Es tan fácil sentirse acogido en Madrid, que, en ocasiones, se echa en falta ese mismo afecto por parte de mi ciudad. Si Abel Caballero supiese cuántas horas he pasado recorriendo Castilla en tren o autobús; cuánto dinero he invertido en medios de transporte; cuántos vuelos a horas intempestivas he cogido para volver a casa; y cuántos pinchos de tortilla y cocacolas he pagado en Puebla de Sanabria (donde el bus Madrid-Vigo-Madrid hace siempre una parada), me daría el título de viguesa del año o, directamente, la llave de la ciudad.
Bromas aparte —y dado que mi situación es idéntica a la de tantísimos gallegos expatriados—, creo que una vida vinculada a un lugar debiera ser más que suficiente para no sentirte extranjera en tu tierra, aunque solo sea por el amor incondicional hacia ella; por la morriña inagotable.
Con todo, cada vez que llega a mis oídos una noticia sobre Vigo, generalmente es porque el alcalde ha tenido una nueva salida de tono: cuando no pretende hacer de cada monumento de Vigo un homenaje al feísmo, él mismo hace de telonero de cualquier grupo o cantante que actúe en la ciudad.
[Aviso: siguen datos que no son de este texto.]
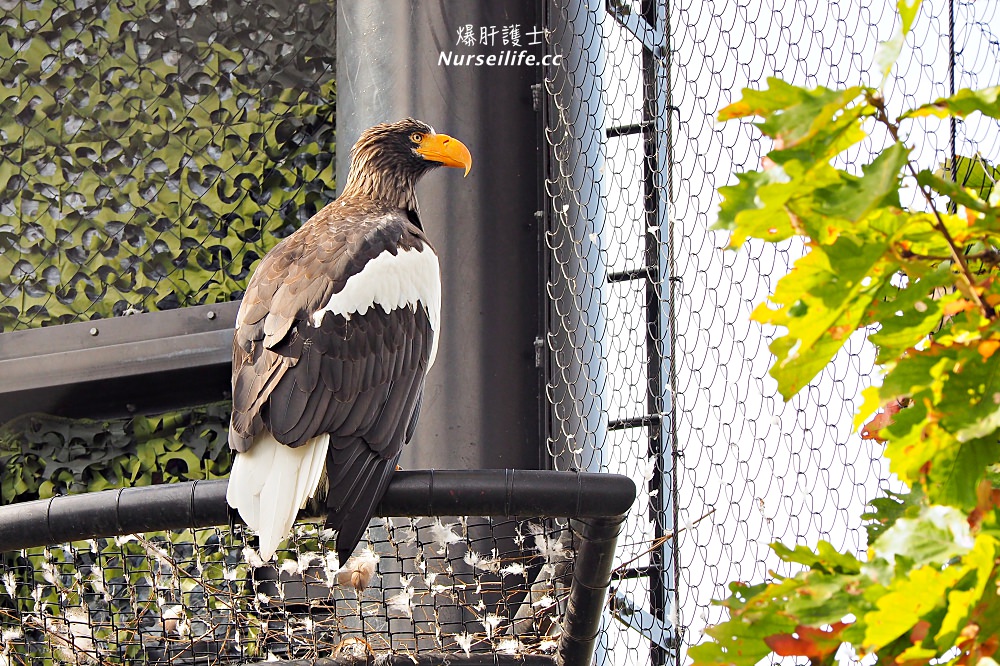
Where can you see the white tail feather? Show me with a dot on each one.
(271, 482)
Cuando no se dedica a colocar arbustos con forma de animales por doquier, propone eliminar una de nuestras estatuas más emblemáticas. Cuando no se enfada públicamente con el presidente de algún club de fútbol, se saca de la manga una tarjeta de transporte que, si los tribunales no lo hubiesen impedido, solamente podrían usar las personas empadronadas en la ciudad.
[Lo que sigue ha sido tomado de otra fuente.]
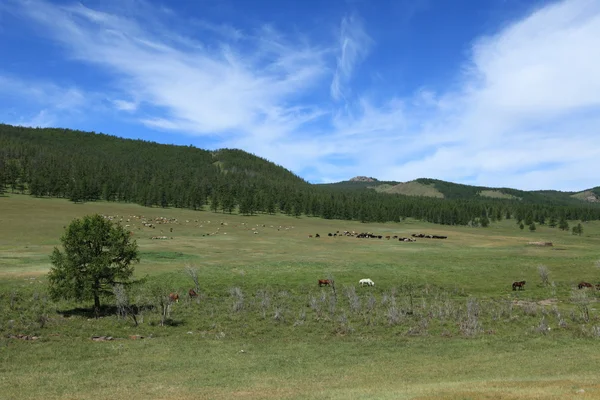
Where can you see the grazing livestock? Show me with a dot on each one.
(584, 284)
Sin embargo, ninguno de los exabruptos del alcalde me ha parecido tan sangrante como cuando declaró, en una entrevista reciente, que, a partir de 2019, solamente los empadronados en Vigo podrán acceder a la zona de pago del auditorio de Castrelos. Una decisión que, de haberse tomado en una población más grande o con más peso en España, muchos habrían tachado, cuando menos, de chovinista. Quién sabe si de xenófoba.
Nadie niega que Caballero defienda Vigo a ultranza frente a la Xunta o los medios, que haya dado voz a muchos ciudadanos o que haya humanizado zonas y barrios por los que antes daba cierto reparo pasar. No obstante, eso no quita que en su figura residan un populismo, una megalomanía y una falta de humildad fuera de lo común. Prueba de ello es una de sus últimas intervenciones, en la que repitió hasta el hartazgo que la iluminación navideña de Vigo será, este año, muy superior a la de ciudades como Nueva York, Tokio, París o Berlín. «Es una diva», escuché decir en cierta ocasión a una viguesa ilustre. Hoy suscribo sus palabras.